Axitinib is a second-generation tyrosine kinase inhibitor that works by selectively inhibiting vascular endothelial growth factor receptors (VEGFR-1, VEGFR-2, VEGFR-3). Through this mechanism of action, axitinib blocks angiogenesis, tumor growth and metastases and therefor it shows significant promise as a chemotherapeutic agent for various types of cancer. Nevertheless, the clinical efficacy of this substance is hindered by its restricted solubility in water and inadequate stability. To address these challenges, we developed spanlastics with polyethylene glycol (PEG) to improve the efficacy and stability of axitinib against breast and ovarian tumor malignancies in a targeted manner. Moreover, the study conducts a thorough examination of the interactions between the ligand Axitinib alone or after coating with PEG and a diverse array of protein types in breast (Dopamine, VEGFR) and ovarian cancer (EGFR, BCL-xL). The fabrication of axitinib- spanlastics was achieved through a thin-film hydration method. The evaluation of the impact of formulation factors on the features of nanovesicles was conducted using the I- optimal design. Subsequently, the optimum formulation was calculated. The optimal formulation was coated with polyethylene glycol (axitinib-PEG-spanlastics). An in vitro assessment was computed to evaluate the efficiency of the optimized axitinib-PEG-spanlastics against the MCF-7 breast cancer cell line and the OV-2774 ovarian cancer cell line. The optimized axitinib-PEG-spanlastics formulation exhibited a diameter of 563.42 ± 8.63 nm, accompanied by a zeta potential of −46.44 ± 0.09 mV. The formulation demonstrated an 84.32 ± 3.64% entrapment percent and a cumulative release of 73.58 ± 3.37% during a 4-hour period. The results obtained from the WST-1 assay showed a significant decrease in the percentage of cell survival, reaching 50% at a concentration of 0.68 µM for the PEG-spanlastics.

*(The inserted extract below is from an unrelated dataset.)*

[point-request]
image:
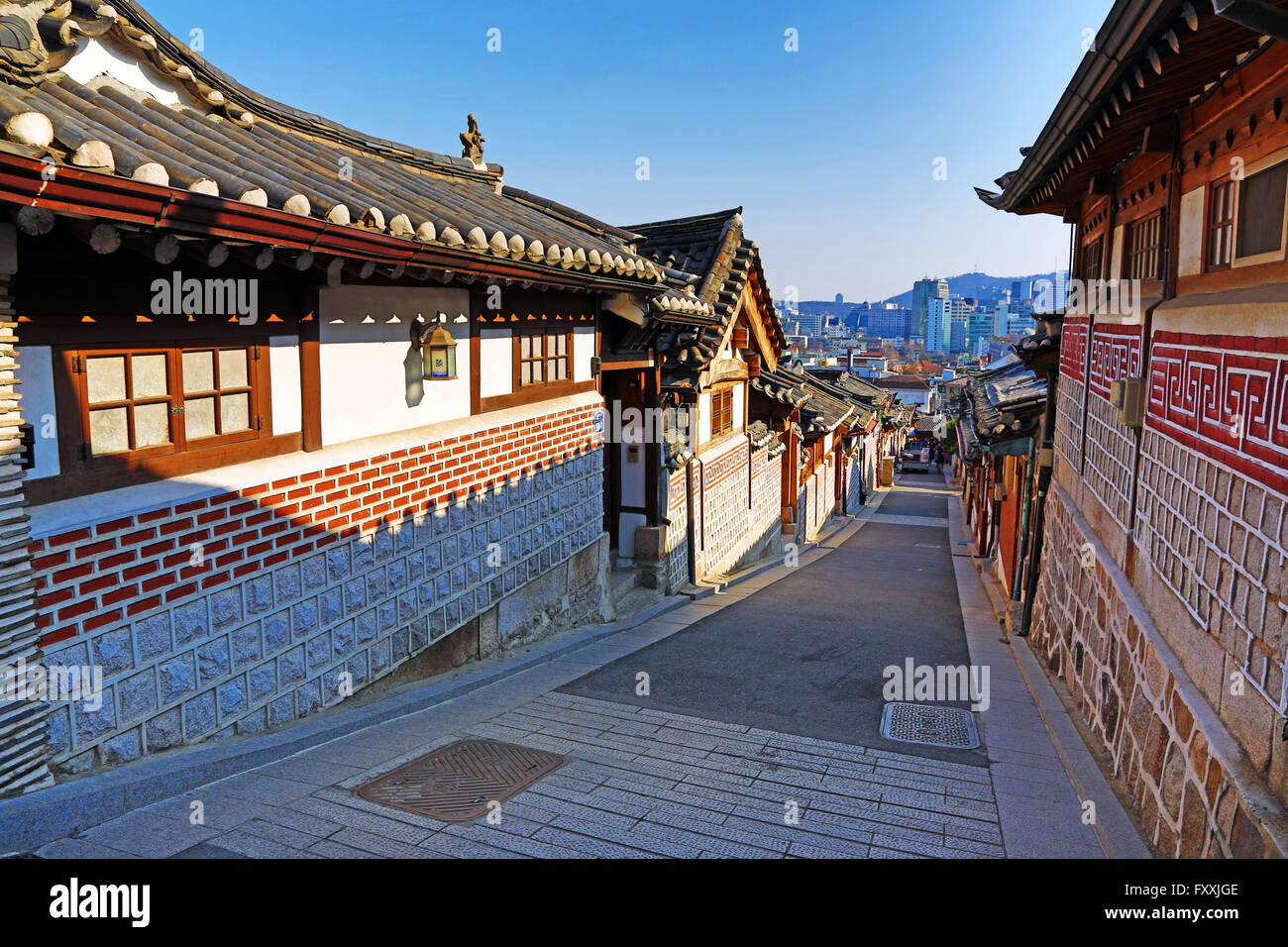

In contrast, the axitinib free drug suspension exhibited 50% cell survival at a concentration of 1.1 µM in the breast cancer (MCF-7) cell line. In MCF-7 cells, the percentage of apoptotic cells generated by axitinib-PEG-spanlastics compared to the free drug suspension was 70.76 ± 4.971% vs. 32.6 ± 1.803%, while in OV-2774 cells, it was 43.55 ± 4.243% vs. 24.44 ± 4.950%. These results propose that Axitinib-PEG-spanlastics have the potential to be a successful nanoplatform for targeting breast and ovarian cancer and effectively managing tumors.